At the same time as this is occurring, many nations that rely on the low cost intensively produced supply to make up their own short-fall in production of these cereals and grains have either suffered from drought or flood which has wiped out their domestic supply. This factor has not just affected the underdeveloped nations but also nations such as Australia, which is currently suffering their worst drought for decades. Cereal and grains are basic cattle food during the Winter months, when the grassy pastures cannot be used, hence, the higher feed cost is forcing up the price of raw meat within the cattle markets. In 2007 the UK suffered its wettest summer for many decades which drastically reduced the amount of nationally produced basic foodstuffs leading to an even greater reliance on out-sourced material.

Some expert bodies believe that this phenomenon will be short-term and will be remedied by the introduction of genetically modified food crops. This is fine, but how do we feed the world until the politicians can convince the populous of the safety of genetically modified food crops? You can’t tell hungry people to wait a few years and everything will be OK.

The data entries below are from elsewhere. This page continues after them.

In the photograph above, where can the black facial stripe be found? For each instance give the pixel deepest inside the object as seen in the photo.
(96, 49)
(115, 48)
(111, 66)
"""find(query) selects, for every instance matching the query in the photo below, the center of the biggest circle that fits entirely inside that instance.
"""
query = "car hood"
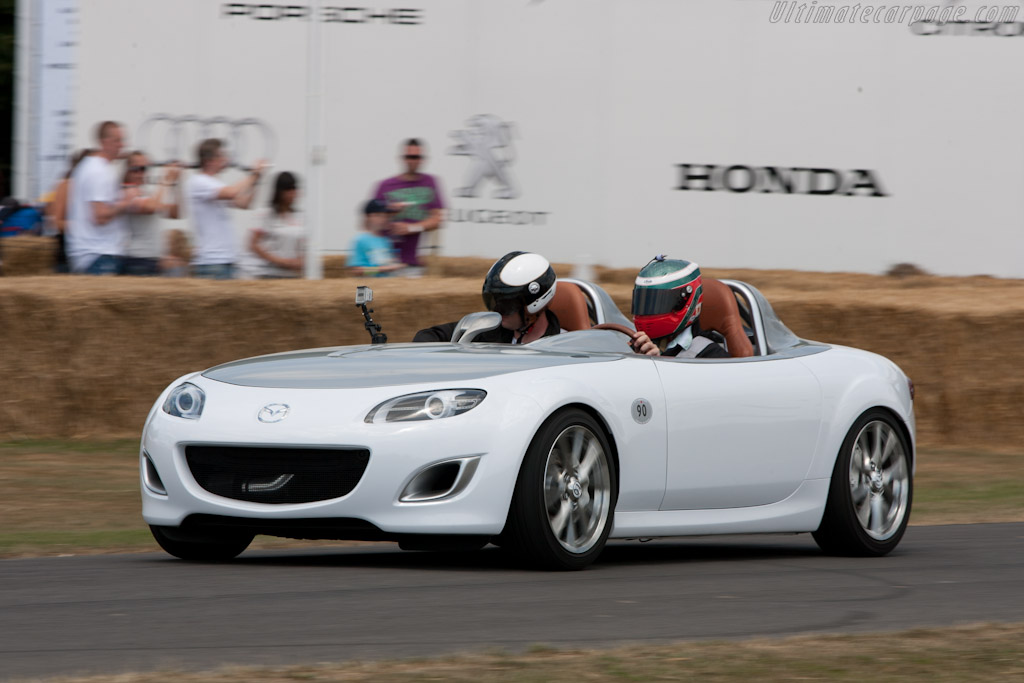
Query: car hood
(364, 367)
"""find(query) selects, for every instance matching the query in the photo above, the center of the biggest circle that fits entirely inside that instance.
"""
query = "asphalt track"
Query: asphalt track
(110, 613)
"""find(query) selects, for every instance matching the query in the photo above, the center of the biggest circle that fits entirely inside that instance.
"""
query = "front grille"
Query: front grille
(276, 475)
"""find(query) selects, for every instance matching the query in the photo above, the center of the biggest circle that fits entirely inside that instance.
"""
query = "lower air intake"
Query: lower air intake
(276, 475)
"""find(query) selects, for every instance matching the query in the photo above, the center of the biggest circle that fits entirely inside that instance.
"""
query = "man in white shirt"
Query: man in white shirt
(216, 246)
(96, 228)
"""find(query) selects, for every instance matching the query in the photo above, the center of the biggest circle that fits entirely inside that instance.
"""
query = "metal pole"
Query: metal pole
(316, 151)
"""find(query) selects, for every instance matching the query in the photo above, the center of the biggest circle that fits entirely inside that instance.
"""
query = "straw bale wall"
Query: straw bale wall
(86, 356)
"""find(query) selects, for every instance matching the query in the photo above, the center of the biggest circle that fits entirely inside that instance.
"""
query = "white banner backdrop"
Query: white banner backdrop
(729, 132)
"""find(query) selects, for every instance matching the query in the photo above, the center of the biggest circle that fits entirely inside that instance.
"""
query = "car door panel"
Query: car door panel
(738, 433)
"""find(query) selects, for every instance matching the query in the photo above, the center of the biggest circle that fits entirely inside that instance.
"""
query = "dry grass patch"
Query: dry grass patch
(983, 653)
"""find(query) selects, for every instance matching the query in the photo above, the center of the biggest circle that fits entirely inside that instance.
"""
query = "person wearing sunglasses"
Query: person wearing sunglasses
(145, 246)
(667, 299)
(519, 286)
(417, 206)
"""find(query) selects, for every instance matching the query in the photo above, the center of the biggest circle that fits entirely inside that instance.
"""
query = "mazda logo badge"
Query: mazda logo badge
(272, 413)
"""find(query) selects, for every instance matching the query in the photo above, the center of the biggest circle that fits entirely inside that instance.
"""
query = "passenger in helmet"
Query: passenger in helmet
(667, 299)
(519, 286)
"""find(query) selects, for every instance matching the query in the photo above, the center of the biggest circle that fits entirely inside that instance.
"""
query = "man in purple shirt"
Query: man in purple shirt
(416, 201)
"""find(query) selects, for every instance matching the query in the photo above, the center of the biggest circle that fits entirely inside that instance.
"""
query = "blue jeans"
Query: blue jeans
(108, 264)
(214, 271)
(135, 265)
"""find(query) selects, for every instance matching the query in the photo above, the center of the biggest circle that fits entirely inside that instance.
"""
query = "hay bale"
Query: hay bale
(86, 356)
(28, 255)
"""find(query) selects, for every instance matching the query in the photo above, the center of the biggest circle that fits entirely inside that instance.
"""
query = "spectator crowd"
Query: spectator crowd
(107, 216)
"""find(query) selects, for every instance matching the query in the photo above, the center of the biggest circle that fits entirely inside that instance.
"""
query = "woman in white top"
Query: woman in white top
(276, 244)
(145, 246)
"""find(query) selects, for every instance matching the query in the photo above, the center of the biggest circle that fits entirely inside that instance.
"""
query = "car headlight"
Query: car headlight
(426, 406)
(185, 400)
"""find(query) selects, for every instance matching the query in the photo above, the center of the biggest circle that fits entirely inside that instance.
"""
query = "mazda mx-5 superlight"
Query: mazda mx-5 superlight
(547, 449)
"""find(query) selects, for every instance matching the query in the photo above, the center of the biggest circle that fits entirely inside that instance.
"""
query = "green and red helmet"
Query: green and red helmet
(667, 297)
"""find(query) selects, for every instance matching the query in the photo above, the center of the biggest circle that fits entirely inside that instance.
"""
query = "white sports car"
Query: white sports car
(547, 449)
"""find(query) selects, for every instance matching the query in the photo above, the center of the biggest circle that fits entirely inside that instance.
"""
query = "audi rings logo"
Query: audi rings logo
(272, 413)
(175, 138)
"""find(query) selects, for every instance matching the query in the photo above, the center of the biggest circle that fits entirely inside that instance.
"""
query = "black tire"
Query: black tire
(201, 547)
(870, 492)
(565, 484)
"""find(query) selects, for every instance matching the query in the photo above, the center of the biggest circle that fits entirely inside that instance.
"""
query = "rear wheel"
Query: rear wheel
(870, 492)
(563, 506)
(201, 547)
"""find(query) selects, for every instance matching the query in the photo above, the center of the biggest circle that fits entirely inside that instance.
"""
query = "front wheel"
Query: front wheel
(201, 547)
(870, 492)
(563, 506)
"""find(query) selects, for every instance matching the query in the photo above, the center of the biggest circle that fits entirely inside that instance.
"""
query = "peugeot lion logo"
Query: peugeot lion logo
(272, 413)
(487, 140)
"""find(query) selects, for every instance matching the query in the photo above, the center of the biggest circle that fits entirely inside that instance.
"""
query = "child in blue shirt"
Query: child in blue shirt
(372, 253)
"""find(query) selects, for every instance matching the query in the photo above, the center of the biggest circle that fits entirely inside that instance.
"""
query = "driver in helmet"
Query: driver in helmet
(667, 298)
(519, 286)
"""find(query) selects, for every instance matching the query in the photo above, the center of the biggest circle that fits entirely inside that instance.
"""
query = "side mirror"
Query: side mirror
(470, 327)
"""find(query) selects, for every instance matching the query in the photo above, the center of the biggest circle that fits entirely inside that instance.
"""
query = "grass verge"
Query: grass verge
(82, 497)
(984, 652)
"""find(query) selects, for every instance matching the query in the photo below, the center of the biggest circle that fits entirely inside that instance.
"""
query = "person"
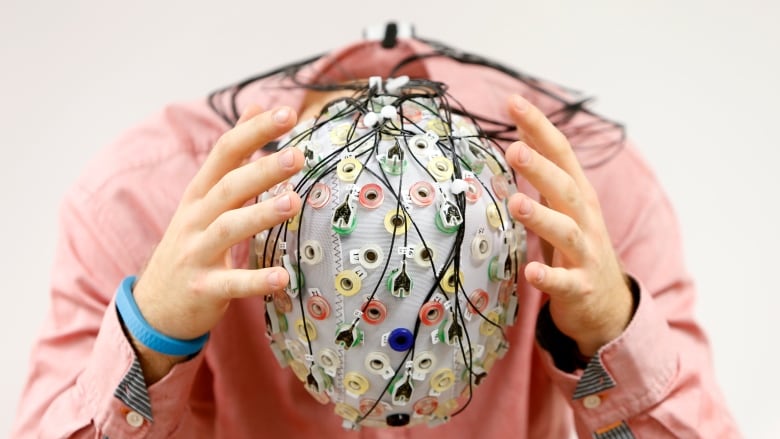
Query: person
(605, 343)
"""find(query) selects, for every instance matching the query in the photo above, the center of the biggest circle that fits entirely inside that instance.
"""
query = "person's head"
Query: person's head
(402, 260)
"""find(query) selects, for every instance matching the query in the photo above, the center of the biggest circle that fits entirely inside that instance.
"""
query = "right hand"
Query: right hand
(190, 279)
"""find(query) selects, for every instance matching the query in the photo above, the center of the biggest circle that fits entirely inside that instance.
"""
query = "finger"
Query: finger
(556, 281)
(239, 283)
(552, 182)
(544, 136)
(250, 180)
(560, 230)
(547, 249)
(237, 144)
(236, 225)
(251, 111)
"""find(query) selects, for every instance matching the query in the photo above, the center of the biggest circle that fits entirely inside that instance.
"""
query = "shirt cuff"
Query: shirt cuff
(116, 394)
(627, 376)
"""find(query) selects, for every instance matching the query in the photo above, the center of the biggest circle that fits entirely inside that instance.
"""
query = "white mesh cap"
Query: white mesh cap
(402, 261)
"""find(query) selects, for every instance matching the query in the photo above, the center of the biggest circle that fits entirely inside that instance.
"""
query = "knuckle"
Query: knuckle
(222, 230)
(573, 237)
(225, 187)
(571, 192)
(226, 287)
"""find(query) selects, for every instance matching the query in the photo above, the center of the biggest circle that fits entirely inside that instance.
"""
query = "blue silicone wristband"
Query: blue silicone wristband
(143, 332)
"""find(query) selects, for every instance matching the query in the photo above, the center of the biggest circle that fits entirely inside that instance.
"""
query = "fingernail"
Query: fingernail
(283, 203)
(275, 279)
(286, 158)
(523, 153)
(524, 208)
(281, 115)
(520, 104)
(539, 274)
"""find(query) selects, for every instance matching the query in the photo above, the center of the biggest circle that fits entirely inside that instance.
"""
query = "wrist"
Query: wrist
(144, 333)
(621, 311)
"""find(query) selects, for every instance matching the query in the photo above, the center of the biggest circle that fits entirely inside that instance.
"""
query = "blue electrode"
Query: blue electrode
(400, 339)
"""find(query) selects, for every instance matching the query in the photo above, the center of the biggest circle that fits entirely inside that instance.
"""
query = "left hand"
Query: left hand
(589, 297)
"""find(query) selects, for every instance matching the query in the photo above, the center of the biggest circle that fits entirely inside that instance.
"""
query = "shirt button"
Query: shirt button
(591, 401)
(134, 419)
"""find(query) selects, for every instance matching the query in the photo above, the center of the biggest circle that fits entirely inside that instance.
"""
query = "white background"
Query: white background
(695, 81)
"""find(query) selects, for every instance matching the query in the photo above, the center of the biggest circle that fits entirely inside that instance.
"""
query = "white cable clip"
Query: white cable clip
(394, 85)
(376, 81)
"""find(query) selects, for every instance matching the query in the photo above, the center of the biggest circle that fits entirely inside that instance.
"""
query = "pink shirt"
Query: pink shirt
(655, 380)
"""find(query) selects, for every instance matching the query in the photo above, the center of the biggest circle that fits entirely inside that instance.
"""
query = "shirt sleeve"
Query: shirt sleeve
(656, 379)
(84, 379)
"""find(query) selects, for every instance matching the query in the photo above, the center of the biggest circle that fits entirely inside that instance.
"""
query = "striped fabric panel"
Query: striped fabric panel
(620, 431)
(595, 379)
(132, 391)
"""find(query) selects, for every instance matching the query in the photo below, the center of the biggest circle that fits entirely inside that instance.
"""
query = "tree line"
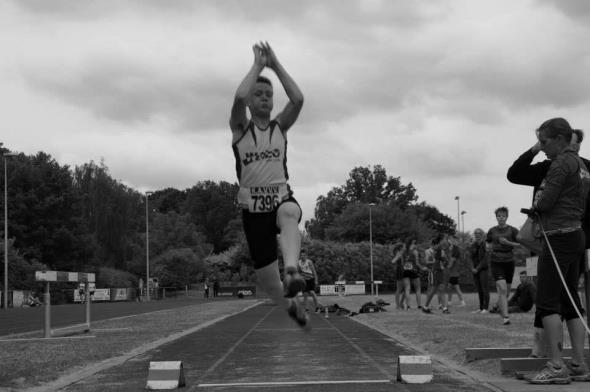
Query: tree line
(81, 219)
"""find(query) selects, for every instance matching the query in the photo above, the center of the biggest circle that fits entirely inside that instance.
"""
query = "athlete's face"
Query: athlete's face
(261, 99)
(478, 234)
(574, 143)
(501, 217)
(551, 146)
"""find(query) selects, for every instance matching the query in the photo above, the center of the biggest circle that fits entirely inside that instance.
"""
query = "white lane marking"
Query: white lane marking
(270, 383)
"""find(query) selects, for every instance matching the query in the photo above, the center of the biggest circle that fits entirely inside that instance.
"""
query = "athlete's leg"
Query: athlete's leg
(459, 293)
(418, 291)
(288, 216)
(305, 300)
(501, 288)
(315, 299)
(407, 290)
(577, 337)
(398, 290)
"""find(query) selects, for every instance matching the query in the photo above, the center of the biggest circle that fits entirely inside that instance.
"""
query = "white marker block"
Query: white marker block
(414, 369)
(165, 375)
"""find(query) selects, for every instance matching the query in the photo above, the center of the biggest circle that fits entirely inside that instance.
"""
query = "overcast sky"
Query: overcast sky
(443, 94)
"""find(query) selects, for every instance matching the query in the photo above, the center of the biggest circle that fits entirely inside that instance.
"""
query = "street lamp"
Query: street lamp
(371, 245)
(6, 155)
(458, 217)
(147, 247)
(463, 221)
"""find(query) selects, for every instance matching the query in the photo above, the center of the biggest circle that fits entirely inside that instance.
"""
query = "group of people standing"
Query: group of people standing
(561, 183)
(441, 262)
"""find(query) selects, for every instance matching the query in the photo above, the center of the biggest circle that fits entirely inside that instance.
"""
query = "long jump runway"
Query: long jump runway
(263, 349)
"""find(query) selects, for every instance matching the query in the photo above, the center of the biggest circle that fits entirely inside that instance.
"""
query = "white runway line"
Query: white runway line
(285, 383)
(47, 339)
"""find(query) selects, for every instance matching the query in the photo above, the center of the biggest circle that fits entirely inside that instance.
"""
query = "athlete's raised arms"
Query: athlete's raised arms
(289, 114)
(264, 56)
(238, 119)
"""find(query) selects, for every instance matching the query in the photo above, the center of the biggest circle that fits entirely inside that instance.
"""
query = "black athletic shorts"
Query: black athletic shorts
(411, 274)
(261, 234)
(503, 271)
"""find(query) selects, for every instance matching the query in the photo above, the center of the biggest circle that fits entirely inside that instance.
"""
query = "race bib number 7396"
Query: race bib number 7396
(262, 198)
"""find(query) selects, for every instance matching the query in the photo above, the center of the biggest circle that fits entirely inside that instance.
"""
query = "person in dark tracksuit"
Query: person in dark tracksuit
(480, 270)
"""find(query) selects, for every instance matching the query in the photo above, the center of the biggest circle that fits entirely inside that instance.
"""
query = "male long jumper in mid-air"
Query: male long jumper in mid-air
(266, 199)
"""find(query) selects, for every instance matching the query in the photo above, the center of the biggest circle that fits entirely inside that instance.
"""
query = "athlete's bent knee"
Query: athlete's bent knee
(289, 211)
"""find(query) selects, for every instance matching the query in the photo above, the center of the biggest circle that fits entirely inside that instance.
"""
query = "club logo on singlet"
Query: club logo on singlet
(256, 156)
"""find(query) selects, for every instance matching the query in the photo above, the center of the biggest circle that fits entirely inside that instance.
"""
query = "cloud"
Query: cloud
(133, 94)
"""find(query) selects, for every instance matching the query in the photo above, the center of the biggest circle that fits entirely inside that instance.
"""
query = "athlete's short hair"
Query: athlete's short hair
(580, 134)
(263, 79)
(501, 209)
(557, 126)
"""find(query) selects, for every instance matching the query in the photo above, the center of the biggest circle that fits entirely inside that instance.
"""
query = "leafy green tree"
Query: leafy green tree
(44, 212)
(435, 219)
(389, 224)
(178, 267)
(21, 272)
(342, 215)
(212, 206)
(113, 278)
(112, 215)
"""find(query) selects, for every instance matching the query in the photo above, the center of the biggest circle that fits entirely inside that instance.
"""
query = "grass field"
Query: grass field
(25, 363)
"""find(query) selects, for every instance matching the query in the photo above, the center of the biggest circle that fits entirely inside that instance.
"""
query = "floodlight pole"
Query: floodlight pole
(371, 245)
(6, 155)
(147, 247)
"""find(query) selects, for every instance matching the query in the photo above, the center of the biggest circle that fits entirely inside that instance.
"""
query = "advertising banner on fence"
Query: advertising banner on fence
(119, 294)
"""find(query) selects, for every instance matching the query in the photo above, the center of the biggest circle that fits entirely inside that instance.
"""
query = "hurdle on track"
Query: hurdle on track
(60, 276)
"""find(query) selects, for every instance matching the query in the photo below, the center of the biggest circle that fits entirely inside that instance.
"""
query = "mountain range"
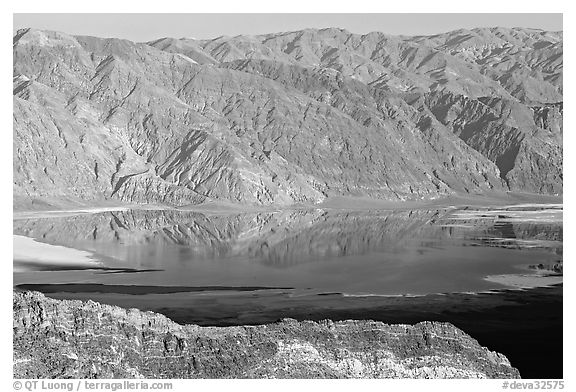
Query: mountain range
(285, 118)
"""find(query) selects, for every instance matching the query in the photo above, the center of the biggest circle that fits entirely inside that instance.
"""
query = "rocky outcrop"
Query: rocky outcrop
(286, 118)
(74, 339)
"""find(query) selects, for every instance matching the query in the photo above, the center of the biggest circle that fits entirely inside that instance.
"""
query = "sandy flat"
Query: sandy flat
(29, 251)
(525, 281)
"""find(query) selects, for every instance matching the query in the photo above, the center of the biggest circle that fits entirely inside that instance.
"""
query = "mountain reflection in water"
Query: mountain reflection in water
(314, 251)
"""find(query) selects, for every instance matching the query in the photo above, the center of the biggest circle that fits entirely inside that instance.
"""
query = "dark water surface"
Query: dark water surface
(251, 268)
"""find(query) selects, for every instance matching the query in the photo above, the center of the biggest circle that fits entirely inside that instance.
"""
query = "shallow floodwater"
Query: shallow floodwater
(252, 268)
(303, 252)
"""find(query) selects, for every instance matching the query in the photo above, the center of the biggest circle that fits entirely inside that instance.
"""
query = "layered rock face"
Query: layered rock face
(74, 339)
(286, 118)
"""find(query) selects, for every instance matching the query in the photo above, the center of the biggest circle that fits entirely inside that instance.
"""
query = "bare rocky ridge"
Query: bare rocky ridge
(74, 339)
(285, 118)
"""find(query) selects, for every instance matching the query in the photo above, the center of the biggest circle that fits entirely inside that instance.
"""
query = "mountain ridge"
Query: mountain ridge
(291, 118)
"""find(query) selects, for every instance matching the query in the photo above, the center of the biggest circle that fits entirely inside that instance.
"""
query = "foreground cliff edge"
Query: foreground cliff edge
(76, 339)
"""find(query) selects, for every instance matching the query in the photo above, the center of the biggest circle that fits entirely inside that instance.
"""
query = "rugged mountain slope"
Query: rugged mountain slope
(73, 339)
(286, 118)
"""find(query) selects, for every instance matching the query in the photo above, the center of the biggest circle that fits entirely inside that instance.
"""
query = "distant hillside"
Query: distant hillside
(286, 118)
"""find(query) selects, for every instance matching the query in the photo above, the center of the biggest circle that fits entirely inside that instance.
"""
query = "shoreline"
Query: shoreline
(343, 203)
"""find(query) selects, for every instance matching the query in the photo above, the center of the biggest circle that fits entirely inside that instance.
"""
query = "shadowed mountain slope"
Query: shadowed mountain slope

Not only has the supply of basic foodstuffs declined but also the per capita consumption of food has increased; in the UK the proportion of food purchased but not consumed has reached 30 per cent, and I would think that the UK is not alone in this respect.

In summary, the population of the world is increasing, the current level of food for consumption is starting to decrease, we are purchasing more food per head and discarding about one-third of what we buy, the weather is against us, we are using raw materials such as oil faster than we can find new sources, and we are diverting crop production away from people to oil production, and we think everything is OK.

I think this is a recipe for disaster.